Well... in a fortnight I am going to, not to Paris, but to Melbourne (for work), and I have set myself the task and seeking out, and buying, and tasting the best macaron that Melbourne can provide - and taking photos of course.
Sourdough #1 in pizza oven
I tried my first sourdough batch in my pizza oven last week... I worked out all the timings. Started feeding the sourdough on the Friday, made the dough and knocked it back a couple of times on the Saturday, created three batards on Saturday night (technique thanks to youtube) which sat in the fridge overnight, and then Sunday morning... well things fell apart. The air temperature was over 20 degrees (more like 30) and I took the loaves out of the fridge too early, and then the pizza oven wasn't ready... so I knocked them back. Got the pizza oven to the right temperature with the help of my new laser thermometer, sprayed the interior with water and placed an oven tray full of wet rags in the back of the oven, and then placed my batards in the oven. Twelve to fifteen minutes later I checked them out and was..... disappointed... same old, same old sour dough. No caramel top or large gaps of stretched dough.. none of that special wood fire taste and texture I was hoping for.
What did I do wrong?

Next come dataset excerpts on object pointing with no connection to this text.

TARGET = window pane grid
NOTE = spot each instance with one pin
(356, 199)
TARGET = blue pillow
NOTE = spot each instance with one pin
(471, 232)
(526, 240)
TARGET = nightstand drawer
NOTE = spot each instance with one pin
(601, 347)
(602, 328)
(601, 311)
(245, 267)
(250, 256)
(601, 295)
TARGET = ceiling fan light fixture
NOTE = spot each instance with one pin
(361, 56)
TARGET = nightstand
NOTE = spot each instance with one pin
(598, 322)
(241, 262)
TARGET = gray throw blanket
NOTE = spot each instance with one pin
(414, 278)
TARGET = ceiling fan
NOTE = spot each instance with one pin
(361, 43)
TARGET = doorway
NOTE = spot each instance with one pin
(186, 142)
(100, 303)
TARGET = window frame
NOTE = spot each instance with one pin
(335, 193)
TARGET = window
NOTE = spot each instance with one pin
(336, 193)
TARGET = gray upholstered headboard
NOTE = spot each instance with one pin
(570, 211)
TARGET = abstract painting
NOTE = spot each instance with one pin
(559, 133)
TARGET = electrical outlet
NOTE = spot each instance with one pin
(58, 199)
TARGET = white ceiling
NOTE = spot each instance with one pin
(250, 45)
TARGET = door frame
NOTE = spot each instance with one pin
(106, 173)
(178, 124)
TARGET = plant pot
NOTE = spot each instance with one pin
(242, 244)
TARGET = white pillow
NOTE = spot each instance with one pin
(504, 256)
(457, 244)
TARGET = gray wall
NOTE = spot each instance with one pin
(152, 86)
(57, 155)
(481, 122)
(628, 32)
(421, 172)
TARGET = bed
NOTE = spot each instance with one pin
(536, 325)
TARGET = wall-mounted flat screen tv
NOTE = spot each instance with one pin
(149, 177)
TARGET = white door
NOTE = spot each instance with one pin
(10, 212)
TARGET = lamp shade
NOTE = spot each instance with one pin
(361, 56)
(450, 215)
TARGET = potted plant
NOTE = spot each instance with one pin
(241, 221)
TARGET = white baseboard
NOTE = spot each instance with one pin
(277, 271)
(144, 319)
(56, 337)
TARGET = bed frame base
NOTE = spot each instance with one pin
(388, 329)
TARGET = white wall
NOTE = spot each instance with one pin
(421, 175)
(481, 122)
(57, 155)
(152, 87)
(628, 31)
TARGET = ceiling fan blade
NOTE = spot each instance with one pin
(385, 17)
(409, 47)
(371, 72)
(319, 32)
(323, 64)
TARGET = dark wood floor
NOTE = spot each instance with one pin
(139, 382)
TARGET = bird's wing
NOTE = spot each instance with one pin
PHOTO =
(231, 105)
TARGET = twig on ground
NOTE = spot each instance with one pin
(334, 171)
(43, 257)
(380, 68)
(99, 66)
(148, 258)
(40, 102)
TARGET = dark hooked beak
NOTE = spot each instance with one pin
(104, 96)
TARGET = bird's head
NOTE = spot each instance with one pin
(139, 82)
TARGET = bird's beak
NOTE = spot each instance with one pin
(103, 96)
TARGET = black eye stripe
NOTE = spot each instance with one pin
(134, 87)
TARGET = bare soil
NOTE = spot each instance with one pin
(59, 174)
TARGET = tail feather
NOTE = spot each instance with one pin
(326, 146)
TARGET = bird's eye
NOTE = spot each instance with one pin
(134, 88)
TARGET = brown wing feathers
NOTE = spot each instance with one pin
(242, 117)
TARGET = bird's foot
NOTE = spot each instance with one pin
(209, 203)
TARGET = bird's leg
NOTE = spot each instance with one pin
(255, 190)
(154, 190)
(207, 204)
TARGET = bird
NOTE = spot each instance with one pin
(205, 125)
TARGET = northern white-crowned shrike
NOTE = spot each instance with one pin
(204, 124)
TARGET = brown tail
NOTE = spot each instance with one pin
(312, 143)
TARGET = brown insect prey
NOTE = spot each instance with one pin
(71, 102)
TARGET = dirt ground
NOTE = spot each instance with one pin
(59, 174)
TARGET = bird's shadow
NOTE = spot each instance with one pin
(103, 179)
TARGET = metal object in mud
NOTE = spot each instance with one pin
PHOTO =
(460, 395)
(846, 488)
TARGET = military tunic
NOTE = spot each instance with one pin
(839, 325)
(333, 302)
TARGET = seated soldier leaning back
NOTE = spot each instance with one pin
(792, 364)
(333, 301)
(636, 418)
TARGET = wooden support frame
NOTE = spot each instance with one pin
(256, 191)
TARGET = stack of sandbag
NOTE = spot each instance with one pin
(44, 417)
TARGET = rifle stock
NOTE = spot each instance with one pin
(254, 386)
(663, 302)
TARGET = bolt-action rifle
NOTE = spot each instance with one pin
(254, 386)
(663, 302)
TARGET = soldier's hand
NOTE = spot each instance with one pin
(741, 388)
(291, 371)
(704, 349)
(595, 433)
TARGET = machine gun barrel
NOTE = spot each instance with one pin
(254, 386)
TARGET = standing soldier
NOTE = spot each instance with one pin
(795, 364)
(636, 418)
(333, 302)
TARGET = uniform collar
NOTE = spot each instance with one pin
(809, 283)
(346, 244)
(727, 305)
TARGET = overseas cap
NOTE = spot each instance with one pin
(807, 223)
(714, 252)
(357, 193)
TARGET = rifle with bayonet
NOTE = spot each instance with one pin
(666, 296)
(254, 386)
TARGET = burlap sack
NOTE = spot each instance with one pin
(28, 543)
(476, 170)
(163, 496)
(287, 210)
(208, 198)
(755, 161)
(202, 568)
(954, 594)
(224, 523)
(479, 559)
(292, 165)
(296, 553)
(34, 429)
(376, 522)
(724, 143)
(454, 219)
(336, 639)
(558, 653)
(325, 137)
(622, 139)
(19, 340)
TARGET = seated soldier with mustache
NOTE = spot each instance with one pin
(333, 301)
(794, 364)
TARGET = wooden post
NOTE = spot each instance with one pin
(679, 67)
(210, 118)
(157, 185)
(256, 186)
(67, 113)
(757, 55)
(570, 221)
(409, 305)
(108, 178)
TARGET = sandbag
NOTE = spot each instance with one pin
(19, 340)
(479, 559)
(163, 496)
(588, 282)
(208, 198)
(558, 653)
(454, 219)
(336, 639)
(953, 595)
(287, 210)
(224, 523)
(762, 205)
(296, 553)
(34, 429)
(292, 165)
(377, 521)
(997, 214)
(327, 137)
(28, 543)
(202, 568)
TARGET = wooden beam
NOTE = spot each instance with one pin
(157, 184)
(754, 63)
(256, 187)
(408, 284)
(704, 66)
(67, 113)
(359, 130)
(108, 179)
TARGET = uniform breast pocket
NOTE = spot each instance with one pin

What will I do next time?
Next time, I will use a strong (possibly not organic), high protein flour.
I will use small pieces of wood which will burn quickly (rather than the large logs of gum I used this time) and make a mother of a fire in my pizza oven.
And, I will use my new hose wand to get more water/steam into my oven...
That's about it.
Sunday, July 24, 2011
Nurturing my Sourdough...
I have started a new sourdough plant, and I am nurturing it like a newborn. Taking it with me on trips to Ulura, ... moving it around the yard to follow the sun, and now it's under its cosy crochet blanket next to my wood fire. Only gets fed spring water and organic flour... what a precious plant it is! I hope it looks after me. I am planning a first use of the sourdough this weekend, and am still deciding on whether or not to use the pizza oven. Stay posted.